Von: luk
Bozen – Mediziner von Eurac Research testeten zum ersten Mal ein automatisches Herzdruckmassagegerät unter veränderten Schwerkraftbedingungen. Die Tests fanden an Bord eines Airbus statt, der mit Parabelflug-Manövern Schwerelosigkeit, sowie verminderte und erhöhte Schwerkraft in seinem Inneren simulierte. Mit der Studie wollten die Forscher untersuchen, ob das Gerät bei Herznotfällen im Weltraum wirksam eingesetzt werden kann. Die gewonnenen Daten belegen, dass die Herzdruckmassage durch das Gerät namens LUCAS während des gesamten Fluges tatsächlich sehr wirksam durchgeführt wurde.

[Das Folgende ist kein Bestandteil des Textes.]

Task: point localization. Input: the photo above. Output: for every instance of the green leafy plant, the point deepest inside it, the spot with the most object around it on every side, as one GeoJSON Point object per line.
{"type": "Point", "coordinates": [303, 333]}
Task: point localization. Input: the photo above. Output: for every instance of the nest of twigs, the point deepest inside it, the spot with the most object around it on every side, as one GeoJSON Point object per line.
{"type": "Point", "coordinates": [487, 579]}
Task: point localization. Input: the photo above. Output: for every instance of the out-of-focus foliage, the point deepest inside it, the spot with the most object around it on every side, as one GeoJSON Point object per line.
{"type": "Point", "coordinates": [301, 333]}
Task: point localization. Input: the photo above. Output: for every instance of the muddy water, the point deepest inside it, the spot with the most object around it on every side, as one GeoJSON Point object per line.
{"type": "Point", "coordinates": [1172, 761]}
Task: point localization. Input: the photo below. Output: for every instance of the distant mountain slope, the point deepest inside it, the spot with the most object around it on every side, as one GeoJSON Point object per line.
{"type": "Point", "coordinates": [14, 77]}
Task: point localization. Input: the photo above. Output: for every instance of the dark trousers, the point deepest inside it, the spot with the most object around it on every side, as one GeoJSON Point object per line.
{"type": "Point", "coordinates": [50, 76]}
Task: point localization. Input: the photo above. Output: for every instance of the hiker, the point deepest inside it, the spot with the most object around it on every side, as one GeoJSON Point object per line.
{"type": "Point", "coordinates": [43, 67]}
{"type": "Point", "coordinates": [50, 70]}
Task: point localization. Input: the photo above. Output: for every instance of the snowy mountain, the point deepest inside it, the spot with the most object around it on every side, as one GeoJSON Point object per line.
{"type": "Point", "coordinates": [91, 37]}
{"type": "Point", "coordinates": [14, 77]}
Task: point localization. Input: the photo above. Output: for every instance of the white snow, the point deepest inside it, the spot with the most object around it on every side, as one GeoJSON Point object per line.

Im vergangenen Sommer fanden die ersten touristischen Raumflüge statt. Die Anzahl der Menschen, die bisher die Erde umrundet haben, lässt sich an den Fingern einer Hand abzählen, aber nach Einschätzung der neuen Raumfahrtunternehmen wird diese Zahl sehr schnell steigen. Ohne die professionelle Vorbereitung, wie sie Berufsastronauten durchlaufen, haben jedoch Menschen in Situationen mit veränderter Schwerkraft ein höheres durchschnittliches Risiko, Herzprobleme zu entwickeln. Wie kann man sich am besten auf dieses Risiko im Orbit vorbereiten? Man weiß, dass die herkömmlich durchgeführte Herz-Lungen-Wiederbelebung in der Schwerelosigkeit nicht gleich effektiv ist wie unter den Bedingungen auf der Erde. Aus diesem Grund beschlossen die Ärzte Giacomo Strapazzon und Alessandro Forti von Eurac Research, ein automatisches Herzdruckmassagegerät unter veränderten Schwerkraftbedingungen zu testen, um seine Wirksamkeit mit wissenschaftlichen Methoden zu untersuchen. Die Tests fanden an Bord eines Airbus statt, der während eines zweistündigen Fluges 16 so genannte Parabelmanöver durchführte – das sind Steig- und Sinkflüge, die einer bestimmten Flugbahn folgen. Dadurch wurde im Rumpf des Flugzeugs für jeweils 22 Sekunden lang Schwerelosigkeit erzeugt.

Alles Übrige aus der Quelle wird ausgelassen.